Meu avô da Mata custeava os estudos do meu pai no colégio Marista de Aracati nos anos cinqüenta. Papai era hóspede da pensão de Zé cabeça de bagre e recebeu de presente do meu avô uma bicicleta Phillips... naquela época eram poucos os que dispunham de transporte tão moderno. Um dia a bicicleta de meu pai foi roubada e a polícia foi a procura dos ladrões e os encontraram bem perto de Limoeiro. A família do meu avô era, para o interior onde moravam, uma família abastada naquela metade de século, basta dizer que seu João Luiz da Mata, meu avô, foi o primeiro a possuir uma nota de conto de réis na região. Naqueles anos em que a cera de carnaúba era valorizada, as vacas engordavam prá ele.

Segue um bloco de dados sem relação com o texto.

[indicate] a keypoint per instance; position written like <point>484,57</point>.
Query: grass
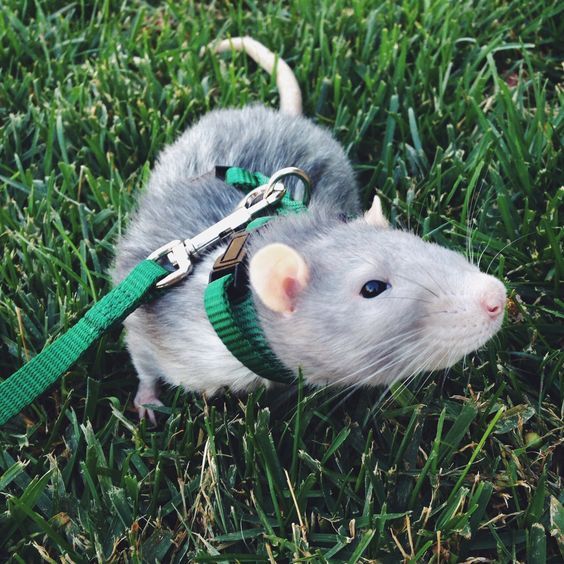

Meu pai estudou até o segundo ano do ginásio, serviu o tiro de guerra, namorou um bocado de moças pela cidade e ainda na casa dos vinte e poucos anos conheceu a minha mãe e se casaram sem delongas, isso porque já era de maior e pelos costumes do meu avô, homem sem ambições pra ter doutores na família estava tudo certo. – “ Quer se casar meu filho? pois tá bom! ” . Os recém casados moraram alguns meses na praia de Quixaba e depois se mudaram pra Mata onde lá na casa pequena de frente pro nascente cujos vizinhos era enormes juazeiros e cajueiros, nasceram pelas mãos da parteira Maria Cambota, minha irmã mais velha e eu. Os outros cinco irmãos que tive nasceram em maternidade, o Antonio Jackson, o Isac, o José de Ari matéia, a Eva Wilma e finalmente o Francisco Luciano, todos de parto normal. O Jackson sempre foi traquino e mexia com os animais, é tanto que um jumento de papai, o rouxinho, certa vez se viu acossado pelo meu irmão que chegou a morder-lhe o braço, nesse dia vi papai dar boas umas pancadas no animal.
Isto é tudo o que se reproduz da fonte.